Consider a matrix \(\mathbf{A}\), where the rows of \(\mathbf{A}\) are drawn from a bi-variate Gaussian Distribution \(N(\mathbf{\mu}, \mathbf{\Sigma})\). Specifically, assume that \(\mathbf{\mu} = (2, 4)^T\), \(\mathbf{\Sigma_{00}} = \mathbf{\Sigma_{11}} = 1\), and \(\mathbf{\Sigma_{01}} = \mathbf{\Sigma_{10}} = 0.6\). The impact of centering on the resulting projection is explored in the following three scatter charts. The three plots respectively show the original data with the two sets of computed basis vectors, the data projected onto the principal axis obtained with centering, and lastly the projected data without centering.
Figure 1: Projection of Bi-Variate Gaussian Distribution
Unlike the green (centered) axes, the red (uncentered) axes do not accurately represent the directions of maximum variance within the point cloud. The first component points in the direction of the distribution mean (although it is negated due to sign-indeterminacy), while the second appears to be a slightly rotated version of the true second component. The middle plot finds the data properly aligned on the principal axes. Finally, the rightmost plot shows that the uncentered axes do not capture the covariance in the data like the centered transformation. The entire point mass remains removed from the origin and the correlation between the variables persists.

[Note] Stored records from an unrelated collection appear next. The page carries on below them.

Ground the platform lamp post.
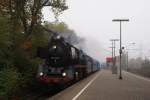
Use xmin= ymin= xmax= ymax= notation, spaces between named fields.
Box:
xmin=110 ymin=39 xmax=119 ymax=74
xmin=112 ymin=19 xmax=129 ymax=80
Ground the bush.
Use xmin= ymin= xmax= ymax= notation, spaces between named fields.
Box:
xmin=0 ymin=68 xmax=20 ymax=100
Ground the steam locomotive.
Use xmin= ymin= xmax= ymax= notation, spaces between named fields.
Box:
xmin=37 ymin=31 xmax=100 ymax=85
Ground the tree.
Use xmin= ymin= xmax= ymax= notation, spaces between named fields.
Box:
xmin=0 ymin=0 xmax=68 ymax=37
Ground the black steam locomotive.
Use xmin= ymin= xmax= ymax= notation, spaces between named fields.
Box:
xmin=37 ymin=30 xmax=100 ymax=85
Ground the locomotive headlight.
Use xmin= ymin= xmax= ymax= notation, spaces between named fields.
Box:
xmin=53 ymin=45 xmax=57 ymax=49
xmin=40 ymin=72 xmax=44 ymax=76
xmin=56 ymin=35 xmax=60 ymax=39
xmin=62 ymin=72 xmax=66 ymax=77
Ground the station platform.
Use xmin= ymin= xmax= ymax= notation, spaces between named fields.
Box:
xmin=48 ymin=70 xmax=150 ymax=100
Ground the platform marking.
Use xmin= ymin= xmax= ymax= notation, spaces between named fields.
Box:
xmin=72 ymin=73 xmax=99 ymax=100
xmin=124 ymin=71 xmax=150 ymax=82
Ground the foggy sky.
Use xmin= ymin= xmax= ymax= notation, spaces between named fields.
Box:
xmin=43 ymin=0 xmax=150 ymax=61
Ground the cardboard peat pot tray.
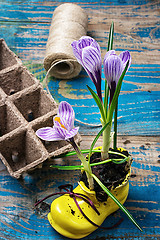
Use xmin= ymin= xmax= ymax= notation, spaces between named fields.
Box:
xmin=0 ymin=39 xmax=80 ymax=178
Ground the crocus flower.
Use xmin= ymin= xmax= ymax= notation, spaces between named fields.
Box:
xmin=103 ymin=50 xmax=131 ymax=103
xmin=36 ymin=101 xmax=79 ymax=141
xmin=71 ymin=36 xmax=102 ymax=101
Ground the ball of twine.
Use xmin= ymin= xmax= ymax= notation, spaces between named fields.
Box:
xmin=44 ymin=3 xmax=88 ymax=79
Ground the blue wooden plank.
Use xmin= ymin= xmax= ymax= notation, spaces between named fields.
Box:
xmin=0 ymin=0 xmax=160 ymax=240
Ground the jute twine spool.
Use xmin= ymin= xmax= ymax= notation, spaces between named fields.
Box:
xmin=44 ymin=3 xmax=88 ymax=79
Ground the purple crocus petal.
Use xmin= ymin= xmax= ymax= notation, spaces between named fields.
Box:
xmin=104 ymin=55 xmax=123 ymax=89
xmin=58 ymin=101 xmax=75 ymax=131
xmin=119 ymin=51 xmax=131 ymax=68
xmin=71 ymin=41 xmax=82 ymax=65
xmin=82 ymin=47 xmax=102 ymax=75
xmin=36 ymin=127 xmax=64 ymax=141
xmin=65 ymin=127 xmax=79 ymax=140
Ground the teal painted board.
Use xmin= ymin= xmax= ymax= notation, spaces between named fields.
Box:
xmin=0 ymin=1 xmax=160 ymax=135
xmin=0 ymin=137 xmax=160 ymax=240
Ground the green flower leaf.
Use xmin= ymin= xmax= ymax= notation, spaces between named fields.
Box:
xmin=87 ymin=85 xmax=105 ymax=122
xmin=107 ymin=22 xmax=114 ymax=51
xmin=108 ymin=60 xmax=129 ymax=121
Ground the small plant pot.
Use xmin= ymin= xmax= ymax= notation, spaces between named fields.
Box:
xmin=48 ymin=147 xmax=130 ymax=239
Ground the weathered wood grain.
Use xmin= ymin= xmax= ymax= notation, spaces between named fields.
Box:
xmin=0 ymin=136 xmax=160 ymax=240
xmin=0 ymin=1 xmax=160 ymax=135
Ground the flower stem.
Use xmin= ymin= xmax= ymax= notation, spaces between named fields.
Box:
xmin=113 ymin=100 xmax=118 ymax=150
xmin=69 ymin=138 xmax=94 ymax=190
xmin=101 ymin=119 xmax=112 ymax=161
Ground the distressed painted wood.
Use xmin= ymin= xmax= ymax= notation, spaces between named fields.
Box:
xmin=0 ymin=0 xmax=160 ymax=240
xmin=0 ymin=136 xmax=160 ymax=240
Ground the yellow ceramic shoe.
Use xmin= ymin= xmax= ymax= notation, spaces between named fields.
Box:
xmin=48 ymin=174 xmax=129 ymax=239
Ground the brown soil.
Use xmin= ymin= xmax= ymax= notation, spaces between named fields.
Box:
xmin=80 ymin=149 xmax=130 ymax=202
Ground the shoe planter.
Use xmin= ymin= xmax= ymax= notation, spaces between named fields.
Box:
xmin=48 ymin=147 xmax=130 ymax=239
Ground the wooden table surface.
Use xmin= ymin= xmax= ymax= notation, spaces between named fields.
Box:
xmin=0 ymin=0 xmax=160 ymax=240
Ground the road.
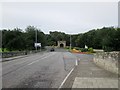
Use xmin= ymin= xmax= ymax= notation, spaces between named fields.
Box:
xmin=2 ymin=49 xmax=76 ymax=88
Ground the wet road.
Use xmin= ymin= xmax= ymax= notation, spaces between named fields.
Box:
xmin=2 ymin=49 xmax=76 ymax=88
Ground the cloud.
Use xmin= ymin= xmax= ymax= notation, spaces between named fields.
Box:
xmin=2 ymin=2 xmax=118 ymax=33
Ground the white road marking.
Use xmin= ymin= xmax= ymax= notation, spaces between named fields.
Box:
xmin=58 ymin=68 xmax=74 ymax=90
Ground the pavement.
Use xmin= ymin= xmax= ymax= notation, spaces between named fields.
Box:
xmin=2 ymin=49 xmax=118 ymax=90
xmin=0 ymin=50 xmax=76 ymax=88
xmin=72 ymin=54 xmax=118 ymax=90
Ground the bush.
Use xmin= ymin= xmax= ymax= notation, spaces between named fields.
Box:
xmin=88 ymin=48 xmax=94 ymax=53
xmin=80 ymin=48 xmax=88 ymax=52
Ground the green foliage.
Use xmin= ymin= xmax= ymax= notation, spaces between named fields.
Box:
xmin=2 ymin=26 xmax=120 ymax=52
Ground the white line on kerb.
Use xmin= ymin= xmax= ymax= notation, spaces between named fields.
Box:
xmin=58 ymin=68 xmax=74 ymax=90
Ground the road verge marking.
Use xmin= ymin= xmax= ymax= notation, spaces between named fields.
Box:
xmin=58 ymin=68 xmax=74 ymax=90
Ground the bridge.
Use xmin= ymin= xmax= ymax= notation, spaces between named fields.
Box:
xmin=1 ymin=48 xmax=119 ymax=90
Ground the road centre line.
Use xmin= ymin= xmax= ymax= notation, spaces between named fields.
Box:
xmin=58 ymin=68 xmax=75 ymax=90
xmin=27 ymin=53 xmax=55 ymax=65
xmin=0 ymin=53 xmax=56 ymax=77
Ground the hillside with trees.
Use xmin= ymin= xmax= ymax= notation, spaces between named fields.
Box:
xmin=2 ymin=26 xmax=120 ymax=51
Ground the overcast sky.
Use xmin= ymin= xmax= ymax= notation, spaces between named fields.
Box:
xmin=2 ymin=2 xmax=118 ymax=34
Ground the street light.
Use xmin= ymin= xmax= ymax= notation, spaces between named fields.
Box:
xmin=70 ymin=35 xmax=71 ymax=51
xmin=35 ymin=30 xmax=37 ymax=52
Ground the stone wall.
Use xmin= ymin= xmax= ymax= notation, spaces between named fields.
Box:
xmin=93 ymin=52 xmax=120 ymax=74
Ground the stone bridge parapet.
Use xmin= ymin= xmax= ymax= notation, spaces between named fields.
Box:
xmin=93 ymin=52 xmax=120 ymax=74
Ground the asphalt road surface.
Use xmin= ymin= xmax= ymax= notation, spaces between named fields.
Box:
xmin=2 ymin=49 xmax=76 ymax=88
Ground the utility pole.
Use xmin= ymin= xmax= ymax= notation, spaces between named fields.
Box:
xmin=70 ymin=35 xmax=71 ymax=51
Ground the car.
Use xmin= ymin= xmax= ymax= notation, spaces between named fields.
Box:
xmin=50 ymin=48 xmax=55 ymax=52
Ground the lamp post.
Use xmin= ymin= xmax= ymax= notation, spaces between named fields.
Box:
xmin=70 ymin=35 xmax=71 ymax=51
xmin=35 ymin=30 xmax=37 ymax=52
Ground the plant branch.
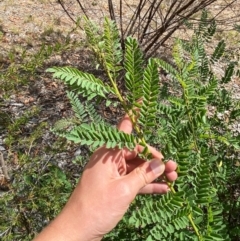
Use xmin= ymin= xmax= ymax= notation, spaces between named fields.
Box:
xmin=0 ymin=152 xmax=10 ymax=180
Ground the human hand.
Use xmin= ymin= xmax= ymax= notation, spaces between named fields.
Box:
xmin=35 ymin=116 xmax=177 ymax=241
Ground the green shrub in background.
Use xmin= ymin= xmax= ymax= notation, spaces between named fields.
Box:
xmin=48 ymin=11 xmax=240 ymax=241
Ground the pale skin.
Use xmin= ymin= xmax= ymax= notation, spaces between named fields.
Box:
xmin=34 ymin=116 xmax=177 ymax=241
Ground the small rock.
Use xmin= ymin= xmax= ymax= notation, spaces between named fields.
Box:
xmin=74 ymin=148 xmax=82 ymax=156
xmin=0 ymin=146 xmax=6 ymax=151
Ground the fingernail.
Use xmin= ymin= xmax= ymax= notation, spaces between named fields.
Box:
xmin=150 ymin=159 xmax=165 ymax=175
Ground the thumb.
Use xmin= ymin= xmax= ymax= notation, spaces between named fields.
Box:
xmin=125 ymin=158 xmax=165 ymax=194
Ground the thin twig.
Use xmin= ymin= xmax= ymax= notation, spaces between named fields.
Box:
xmin=0 ymin=152 xmax=10 ymax=180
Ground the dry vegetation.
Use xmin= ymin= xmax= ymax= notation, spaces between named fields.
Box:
xmin=0 ymin=0 xmax=240 ymax=239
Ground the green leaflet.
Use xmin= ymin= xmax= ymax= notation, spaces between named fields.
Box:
xmin=138 ymin=59 xmax=159 ymax=134
xmin=66 ymin=123 xmax=136 ymax=149
xmin=47 ymin=67 xmax=112 ymax=97
xmin=124 ymin=37 xmax=143 ymax=106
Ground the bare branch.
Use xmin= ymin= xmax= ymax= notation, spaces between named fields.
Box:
xmin=0 ymin=152 xmax=10 ymax=180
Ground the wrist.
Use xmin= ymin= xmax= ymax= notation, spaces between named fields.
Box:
xmin=34 ymin=198 xmax=103 ymax=241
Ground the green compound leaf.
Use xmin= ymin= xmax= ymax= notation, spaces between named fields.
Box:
xmin=47 ymin=67 xmax=112 ymax=97
xmin=65 ymin=123 xmax=136 ymax=149
xmin=124 ymin=37 xmax=143 ymax=105
xmin=138 ymin=59 xmax=159 ymax=134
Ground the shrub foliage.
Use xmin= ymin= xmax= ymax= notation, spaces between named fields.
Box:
xmin=48 ymin=11 xmax=240 ymax=241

In the uncentered case, the entire operation is equivalent to a 2D rotation. With this simple example, one can even solve for the theta value that produces a projection matrix that is identical to the right singular vectors from the uncentered SVD.
Figure 2: Uncentered Rotation of Bi-Variate Gaussian Distribution
The above animation shows the transformed points being rotated into place using the uncentered transformation. In this case, the rotation is about 118° and results in the points having a downward trend on the new axes, although this can vary due to sign-indeterminacy.